Francesco Cannizzaro, deputato e vice capogruppo di Forza Italia alla Camera nonché segretario regionale del partito in Calabria, porta un bagaglio di esperienza nazionale al servizio del territorio reggino. Sempre presente in città per intercettare le istanze locali e portarle a Roma, ha annunciato la sua disponibilità a candidarsi in tempi non sospetti ma ha ufficializzato la sua candidatura a marzo, puntando su sinergie con Regione e Governo nazionale per rilanciare Reggio. Sostenuto da almeno 12 liste, inclusi partiti e civiche, si presenta come figura autorevole contro un’amministrazione da lui giudicata fallimentare.
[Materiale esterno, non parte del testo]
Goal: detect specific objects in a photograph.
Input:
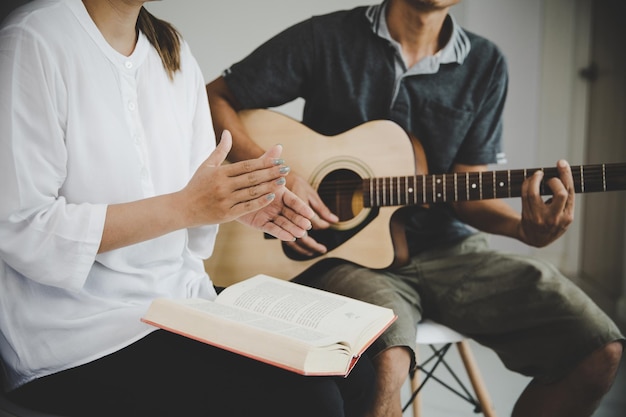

Domenico “Mimmo” Battaglia, attuale sindaco facente funzioni dopo le dimissioni di Falcomatà – ora consigliere regionale –, vanta una lunga carriera istituzionale che lo rende un profilo navigato. Vincitore delle primarie del Centrosinistra, guida una coalizione con almeno sette liste tra PD, Avs e altre forze, enfatizzando continuità amministrativa e rispetto delle regole in un momento di transizione. La sua esperienza come vicesindaco e assessore ne evidenzia il profilo politico equilibrato all’interno del Centrosinistra.
Medico, imprenditore sanitario e volto noto del dibattito pubblico reggino, Eduardo Lamberti Castronuovo guida il Polo Civico “Cultura e Legalità” con lo slogan “Per una città normale”. Già amministratore in diversi settore dell’ente, ha radunato una squadra di professionisti da vari settori, proponendo trasparenza e efficienza lontane dai partiti tradizionali. Ufficializzata a fine marzo, la sua candidatura punta a un’alternativa concreta.
Saverio Pazzano, insegnante e consigliere comunale uscente dimessosi per la campagna elettorale, proviene dal mondo dell’associazionismo al quale sono collegate diverse liste. La sua è una candidatura civica focalizzata su partecipazione e alternativa, rivolta a chi cerca rinnovamento dal basso dopo esperienze passate come candidato.
Quattro visioni distinte animano la campagna: il parlamentare Cannizzaro con proiezione nazionale, l’amministratore Battaglia per continuità locale, il medico Lamberti Castronuovo per competenza professionale, e l’insegnante Pazzano per slancio sociale. L’elettorato, che si spera si rechi in massa alle urne, deciderà chi siederà a Palazzo San Giorgio, in una sfida ha già secondo i sondaggi il suo favorito, ma si sa a Reggio Calabria può succedere di tutto per cui è opportuno che le diverse compagini si impegnino al massimo sino all’ultima ora dell’ultimo giorno. Monitorando attentamente anche lo svolgimento delle funzioni elettorali. La città attende un leader, con una squadra di governo, capace di invertire il declino e ridare slancio, prospettiva e futuro ai suoi abitanti.